La Terre conquérante du logo de CNN ne tournerait-elle plus aussi rond qu'avant? Désormais filiale du mégagroupe AOL Time Warner, la chaîne pionnière de l'information en continu vient de licencier 10% de son personnel, qui compte encore 3950 collaborateurs. Ancien cadre de la BBC aujourd'hui président des réseaux internationaux de CNN, le Britannique Chris Cramer explique les dessous de cette restructuration.

Le Temps: Comment se traduit la réorganisation de CNN?

Chris Cramer: En un an, nous allons nous réinventer, et complètement changer les façons de travailler et de voir les choses à l'intérieur de CNN. Nous voulons faire revivre les talents pluridisciplinaires qui ont présidé à la naissance de la chaîne il y a vingt ans. Nous allons intégrer nos bureaux et les 34 différents services qui composent l'entreprise, pour nous permettre d'étendre notre recherche d'informations. Nous disposons d'un grand nombre de journalistes qui jusqu'ici travaillaient chacun dans leur coin, et nous voulons changer cela. Ainsi, actuellement, Christiane Amanpour, notre responsable des nouvelles internationales, est au Moyen-Orient: en plus de ses interventions télévisées, elle alimente nos sites Internet avec du matériel complémentaire. Nous envoyons aussi des reporters avec des vidéophones, du matériel léger et performant qui permet une utilisation par des journalistes formés à plusieurs spécialités. Le message que je transmets, c'est que plus personne n'est affilié à une chapelle, mais à l'ensemble de CNN. Le ratio des employés qui amèneront du contenu, donc de l'info, passera de un quart aujourd'hui à trois quarts demain.

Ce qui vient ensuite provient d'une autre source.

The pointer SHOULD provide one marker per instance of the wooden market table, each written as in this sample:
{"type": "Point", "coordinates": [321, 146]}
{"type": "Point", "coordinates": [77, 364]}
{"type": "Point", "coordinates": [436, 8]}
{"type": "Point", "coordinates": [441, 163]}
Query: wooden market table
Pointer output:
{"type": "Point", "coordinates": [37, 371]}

– La démarche n'est-elle pas dictée par une réduction des coûts?

– L'idée de cette réorganisation date d'avant l'acquisition par AOL. C'est, curieusement, la première fois en vingt ans d'existence que CNN a mis en place une structure de management destinée à examiner l'entreprise d'un œil froid. CNN a connu une croissance par addition: CNN USA, Headline News, CNN International, le Web, chaque nouveauté s'est développée en parallèle, sans synergie. Nous avons certes licencié 400 personnes, presque exclusivement aux Etats-Unis et surtout dans l'Internet, où la publicité connaît un fort ralentissement et dans lequel nous avions surinvesti. Mais nous ne nous replions pas. Au contraire, pour CNN International, nous allons doubler le budget consacré aux «breaking news». L'an dernier, CNN International a dégagé plus de 200 millions de dollars de recettes et 25% de bénéfice… Nous devons redevenir plus agressifs, et mieux gérer nos ressources: nous aurons certes des journalistes qui feront plusieurs choses, mais nous pourrons aussi développer plus de moyens le cas échéant.

– Quels sont les autres projets en cours?

– Nous restons prudemment optimistes sur le Web en Europe et en Asie, où nous avons lancé notre site voici dix jours. La fusion AOL Time Warner aboutit à un changement pour CNNfn qui devient CNN Money et qui intègre le contenu de Time et de Fortune. Nous ouvrons trois nouveaux bureaux (Lagos, Sydney et Rio), Londres devient notre base pour l'Europe, l'Afrique et le Moyen-Orient, et nous venons d'engager 30 journalistes pour y faire deux heures d'émission (financière en priorité) supplémentaires par jour, ce qui portera le total à 50 heures hebdomadaires produites à Londres. La prochaine étape sera peut-être de créer des fenêtres d'émissions sub-régionales en Europe.